Musicians from Afghanistan, where the Pashtuns are the main ethnic group, have also fled the violence raging in their country. Some settled in Peshawar, where they opened music schools, keeping the tradition alive.

- "Free the mind" -

The Pakistani military stepped up efforts to defeat the extremists in 2014. Security has improved considerably since then.

Between 2015 and 2018, violent deaths - of an extremist, political or criminal nature - fell by 80% in the country, going from 6,574 to 1,131 recorded deaths, according to CRSS, a Pakistani research center.

"Now the situation is good, very good. We can play anywhere, when people invite us," said Akhtar Gul, a rubab player.

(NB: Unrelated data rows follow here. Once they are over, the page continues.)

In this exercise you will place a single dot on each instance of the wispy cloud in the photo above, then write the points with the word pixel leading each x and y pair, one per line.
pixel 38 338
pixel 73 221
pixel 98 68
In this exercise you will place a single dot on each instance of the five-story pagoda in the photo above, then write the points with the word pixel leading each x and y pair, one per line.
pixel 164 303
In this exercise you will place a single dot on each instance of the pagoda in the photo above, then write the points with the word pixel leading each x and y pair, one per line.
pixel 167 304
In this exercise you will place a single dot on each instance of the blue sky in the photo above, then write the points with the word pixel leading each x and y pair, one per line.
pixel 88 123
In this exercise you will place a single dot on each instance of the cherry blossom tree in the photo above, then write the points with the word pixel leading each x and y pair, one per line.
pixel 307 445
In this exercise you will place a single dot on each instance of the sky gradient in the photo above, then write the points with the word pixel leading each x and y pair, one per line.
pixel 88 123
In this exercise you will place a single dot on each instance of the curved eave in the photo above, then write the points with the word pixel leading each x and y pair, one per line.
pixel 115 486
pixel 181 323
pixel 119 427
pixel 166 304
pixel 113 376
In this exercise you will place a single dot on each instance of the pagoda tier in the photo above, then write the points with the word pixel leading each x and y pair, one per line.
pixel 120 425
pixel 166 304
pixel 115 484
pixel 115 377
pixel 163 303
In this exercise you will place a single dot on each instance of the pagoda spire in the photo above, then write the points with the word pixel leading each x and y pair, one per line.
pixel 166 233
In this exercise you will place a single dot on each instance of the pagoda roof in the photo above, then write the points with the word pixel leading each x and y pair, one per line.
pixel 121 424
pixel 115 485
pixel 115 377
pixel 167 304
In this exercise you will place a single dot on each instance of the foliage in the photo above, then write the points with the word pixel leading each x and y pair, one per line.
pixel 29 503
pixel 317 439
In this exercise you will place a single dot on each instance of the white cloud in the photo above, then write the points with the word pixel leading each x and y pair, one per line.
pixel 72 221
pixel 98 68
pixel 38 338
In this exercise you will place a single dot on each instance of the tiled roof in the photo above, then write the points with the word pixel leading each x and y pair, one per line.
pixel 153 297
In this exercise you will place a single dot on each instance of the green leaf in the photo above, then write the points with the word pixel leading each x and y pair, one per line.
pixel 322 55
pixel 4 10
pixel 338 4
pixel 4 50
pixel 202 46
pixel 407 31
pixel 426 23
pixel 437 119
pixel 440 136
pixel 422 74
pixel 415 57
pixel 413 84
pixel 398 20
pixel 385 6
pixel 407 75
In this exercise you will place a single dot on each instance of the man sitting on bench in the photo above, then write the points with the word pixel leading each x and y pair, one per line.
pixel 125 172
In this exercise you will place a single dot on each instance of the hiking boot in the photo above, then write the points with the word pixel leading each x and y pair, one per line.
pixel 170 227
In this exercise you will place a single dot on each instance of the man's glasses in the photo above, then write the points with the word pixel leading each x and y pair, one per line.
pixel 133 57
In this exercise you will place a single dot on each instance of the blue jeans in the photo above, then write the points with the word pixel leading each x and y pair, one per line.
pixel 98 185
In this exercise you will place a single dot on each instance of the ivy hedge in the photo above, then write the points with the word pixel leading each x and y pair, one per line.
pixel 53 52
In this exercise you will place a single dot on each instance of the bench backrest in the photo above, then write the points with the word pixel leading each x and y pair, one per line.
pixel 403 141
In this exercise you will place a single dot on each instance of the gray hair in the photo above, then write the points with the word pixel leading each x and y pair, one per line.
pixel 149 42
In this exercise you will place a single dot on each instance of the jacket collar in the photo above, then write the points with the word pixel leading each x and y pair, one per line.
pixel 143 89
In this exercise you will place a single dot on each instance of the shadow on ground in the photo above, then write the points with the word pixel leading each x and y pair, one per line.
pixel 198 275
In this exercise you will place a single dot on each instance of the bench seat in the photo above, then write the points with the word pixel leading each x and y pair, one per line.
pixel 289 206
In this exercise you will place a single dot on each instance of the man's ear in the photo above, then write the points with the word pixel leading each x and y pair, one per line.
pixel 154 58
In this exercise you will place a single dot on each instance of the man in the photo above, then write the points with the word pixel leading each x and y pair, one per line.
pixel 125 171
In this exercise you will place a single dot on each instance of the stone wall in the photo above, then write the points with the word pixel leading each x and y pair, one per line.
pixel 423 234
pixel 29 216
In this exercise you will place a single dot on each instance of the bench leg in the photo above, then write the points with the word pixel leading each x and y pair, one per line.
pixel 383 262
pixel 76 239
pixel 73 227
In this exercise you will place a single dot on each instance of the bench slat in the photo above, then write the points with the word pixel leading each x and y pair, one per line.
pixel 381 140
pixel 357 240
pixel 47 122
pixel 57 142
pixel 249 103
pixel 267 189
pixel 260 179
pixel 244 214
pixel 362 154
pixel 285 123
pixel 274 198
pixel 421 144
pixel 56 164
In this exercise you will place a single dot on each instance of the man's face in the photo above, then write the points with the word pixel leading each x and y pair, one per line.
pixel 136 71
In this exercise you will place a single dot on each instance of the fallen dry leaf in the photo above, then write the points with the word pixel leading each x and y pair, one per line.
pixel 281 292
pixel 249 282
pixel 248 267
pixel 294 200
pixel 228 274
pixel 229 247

But many remain cautious in northwest Pakistan, still fearful of reprisals. Some AFP interviewees refused to criticize the extremists.

Conservative attitudes towards music also continue to resonate in the region. Abdul Latif, 24, hides his love for the rubab from his family, who considers that this instrument dissolves with Islam.

"It is part of the Pashtun culture, but I think my family is not aware of it," he said.

For musicians like Gulzar Alam, forced to flee, the damage is deeper.

"It takes a long time to free the mind or the brain of artists from fear," he explains from Kabul, whom he seeks to leave to live as a refugee in a western country.

"You can change the policy of a government with a simple stroke of the pencil, it doesn't take much time," said MP Haider Ali Khan. "But changing the mindset you have forged in two or three decades is not easy," he says.